Appointment of testamentary guardians in your Will

Posted on by Stephen

The appointment of guardians and the rights they have are governed by the Children Act 2004. A guardian can only be appointed in accordance with that act, A parent with parental responsibility may appoint a guardian by Will or by a document which he dates and signs and which provides that the appointment only takes effect on his death.

The appointee will become the child’s guardian if, at the death of the testator:
A. no parent with parental responsibility survived him; or
B. there was a residence order in his sole favour relating to the child.

If neither of these conditions is fulfilled, the appointee will not automatically become the child’s guardian but, as he has parental responsibility, he will be entitled to apply to the court to be appointed guardian.

Where a testator has children under the age of 18, the appointment of testamentary guardians should always be considered. The expression ‘testamentary guardian’ merely indicates that the guardian has been appointed by Will.

It is usual (but not essential) that the same persons are appointed guardians of all the testator’s minor children. When the guardians are to act only after the death of the surviving parent it is desirable that each parent should appoint the same people to act as guardian.

It is, of course, important that the testator should obtain the consent of the proposed guardian before making the appointment.

The appointed guardian can appoint a successor. It is, however, unnecessary to make express provision in the Will because the Children Act 2004 enables a guardian to appoint another individual to take his place in the event of his death.
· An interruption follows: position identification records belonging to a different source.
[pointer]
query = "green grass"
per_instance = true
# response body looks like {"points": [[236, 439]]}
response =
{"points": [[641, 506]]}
Whether guardians should be trustees depends on the circumstances of each case. There are arguments for and against. The guardians are best placed to know the needs of the children and have the task of providing for those needs. On the other hand, the guardians may be regarded as the advocates of the children and the trustees as the judges of their conflicting claims. The problem is particularly acute when the residue is held on discretionary trusts for the children and, in that case, a sensible solution may be to appoint one of the guardians and, say two professional trustees.